Statistics I Flashcards
2 Types of Statistics
Descriptive Statics
Inferential statistics
what is descriptive statistics?
describe how many observations were recorded and how frequently each score or category of observations occurred in the data
What is inferential statistics?
Show cause-and-effect relationships and test scientific hypotheses or theories
4 Types of Data/Variable
Nominal Data
Ordinal Data
Interval Data
Ratio Data
What is nominal Data
Data that have names or arbitrary numeric assignments
For example: a participant’s state of residence, gender, yes or no responses (yes/no are considered binomial variables, they only have two responses)
What is Ordinal Data
Data that can be arranged in ascending or descending order
For example: highest level of education, likert style survey questions (disagree/neutral/ agree).
What is interval Data?
Data with no true zero. Not a frequently used scale
For example: evaluation of change in participants’ total cholesterol over time, with a score assigned based on the difference. The difference between 200 and 250 mg/dL is the same as that between 150 and 200 mg/dL.
What is ratio data?
Expresses the proportion of the difference between measured values. The numbers on a scale with a meaningful zero. This type of data is used widely in nutrition research
For example: blood pressure, weight, height, total cholesterol. In continuing with the total cholesterol example, a 50mg/dl increase from 200 to 250 mg/dL would be a 25% increase. If the total cholesterol started at 150mg/dL, the increase to 200 mg/dL would be a 33% increase.
What are the measures of central tendency?
Mean, median, mode
Mean
Calculation of the mean is one of the most commonly used statistics in nutrition research
The mean is determined by summing the values for all observations and dividing by the total number of observations- the average.
The mean is simply the sum of all values divided by the number of values in a sample.
5+5+8/3=6
Median
The median is the middle value when al data are placed in ascending/descending order. This means that there are the same number of values that are greater than the median as are less than the median.
The median, unlike the mean, is not affected by extremely large or small values.
When there are an even number of observation, we average the two middle values to get the median.
2 4 6 9 10=6
Mode
The mode is the number that occurs the most often in a set of data. The most frequently occurring value in set of observations.
Similar to median, mode is not affected by extermely large or small values
Sometimes there are two (or more) modes. When ther are two modes, the data is said to be bi-modal.
2 3 6 6 8 9 10=6
Percentile
A percentile provides information about how data are spread over an interval from the smalles value to the largest value. It indicates what percentage of a sample was measured below or above a given value.
Admission test scores for colleges and universities are frequently reported in terms of percentiles (eg. You will all score at or above the 95th percentile on the RD exam). BMI and growth charts for children are also reported in terms of percentiles.
Quartiles
Values that split the data set into 4 equally sized parts
First (lower) quartile = 0 - 25th percentile
Second (lower-middle) quartile = 26 – 50th percentile
Third (upper-middle) quartile = 51 - 75th percentile
Fourth (upper) quartile = 76 – 100th Percentile
Splitting a dataset into quartiles for meaningful results requires larger sets of data.

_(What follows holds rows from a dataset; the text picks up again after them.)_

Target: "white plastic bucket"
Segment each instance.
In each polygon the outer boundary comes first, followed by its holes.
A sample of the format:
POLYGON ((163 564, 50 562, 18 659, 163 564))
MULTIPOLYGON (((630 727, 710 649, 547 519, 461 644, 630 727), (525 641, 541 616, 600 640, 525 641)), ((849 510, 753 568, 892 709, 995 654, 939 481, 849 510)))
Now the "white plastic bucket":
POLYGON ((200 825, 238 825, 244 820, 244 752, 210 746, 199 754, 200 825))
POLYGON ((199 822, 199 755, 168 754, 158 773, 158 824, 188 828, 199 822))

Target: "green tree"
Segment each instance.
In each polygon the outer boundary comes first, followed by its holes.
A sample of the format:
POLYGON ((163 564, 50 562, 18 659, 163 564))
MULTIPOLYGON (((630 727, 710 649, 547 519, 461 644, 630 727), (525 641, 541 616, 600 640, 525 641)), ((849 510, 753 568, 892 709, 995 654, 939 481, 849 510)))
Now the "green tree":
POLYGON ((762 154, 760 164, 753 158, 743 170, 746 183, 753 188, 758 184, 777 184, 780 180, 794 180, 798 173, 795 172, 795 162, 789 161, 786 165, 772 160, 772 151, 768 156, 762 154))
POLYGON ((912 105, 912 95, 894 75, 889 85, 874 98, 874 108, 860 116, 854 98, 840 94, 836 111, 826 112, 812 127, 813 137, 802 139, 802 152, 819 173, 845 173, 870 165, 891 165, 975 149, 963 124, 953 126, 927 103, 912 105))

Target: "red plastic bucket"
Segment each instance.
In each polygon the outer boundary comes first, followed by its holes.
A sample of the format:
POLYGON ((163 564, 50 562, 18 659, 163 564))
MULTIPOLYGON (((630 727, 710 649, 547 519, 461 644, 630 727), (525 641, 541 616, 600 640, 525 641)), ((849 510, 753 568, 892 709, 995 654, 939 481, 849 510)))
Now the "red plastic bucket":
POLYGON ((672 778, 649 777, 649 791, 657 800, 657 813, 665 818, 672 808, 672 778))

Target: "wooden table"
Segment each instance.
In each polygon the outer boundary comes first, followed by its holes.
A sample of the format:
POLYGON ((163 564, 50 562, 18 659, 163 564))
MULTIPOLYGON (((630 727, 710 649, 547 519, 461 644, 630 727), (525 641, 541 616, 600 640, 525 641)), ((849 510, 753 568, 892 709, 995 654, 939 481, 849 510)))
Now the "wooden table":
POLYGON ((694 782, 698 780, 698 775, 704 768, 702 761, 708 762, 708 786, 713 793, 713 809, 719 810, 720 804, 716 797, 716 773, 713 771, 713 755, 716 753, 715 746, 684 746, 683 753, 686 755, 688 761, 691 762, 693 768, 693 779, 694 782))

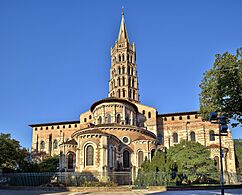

Quartiles are often then used to compare the first to the other 3 quartiles or vise versa and fourth compared to the other 3 quartiles.
Measures of Variability (6)
Range Interquartile range variance standard deviation standard error coefficient of variation
Range
The range of a data set is the difference between the largest and smallest data values (i.e. its span). Thus, by subtracting the lowest value in a set of observations from the highest value, you derive the range.
Range is the simplest measure of variability.
Range is very sensitive to the smallest and largest data values.
Age range is a very common statistics seen in human research. You might find something like this in the literature:
Subjects age ranged from 50 – 78 years. This gives us an idea of the sample characteristics, middle and older adults. However, just stating the age range was 28 years, isn’t very helpful
Interquartile Range
The interquartile range (IQR) of a data set is the difference between the 4th quartile and the 1st quartile.
The IQR is the range for the middle 50% of the data
IQR overcomes the sensitivity to extreme data values that is present in variability range when examining a complete data set.
Variance
Variance is the measure of variability that utilizes all of the data, determining the dispersion around the expected value.
Variance is based on the difference between the value of each observation (xi) and the mean (x for a sample, u for a group or population).
How to calculate Variance?
Separately subtract the mean from each value and square this difference
Sum these values
Divide by the total number of measures -1.
Standard Deviation
The SD of a data set is the positive square root of the variance
SD is measured in the same units as the data making it more easily comparable, relative to the variance
If the data set is a sample, the SD is denoted as s.
If the data se tis a population, the SD is denotes as σ (sigma
Standard Error (SE)
SE is used to describe the estimated standard deviation for a sampling distribution. It is the value most often presented in research articles and is often refereed to as the Standard Error of the Mean (SEM)
SEM is calculated as the square root of the variance divided by sample size.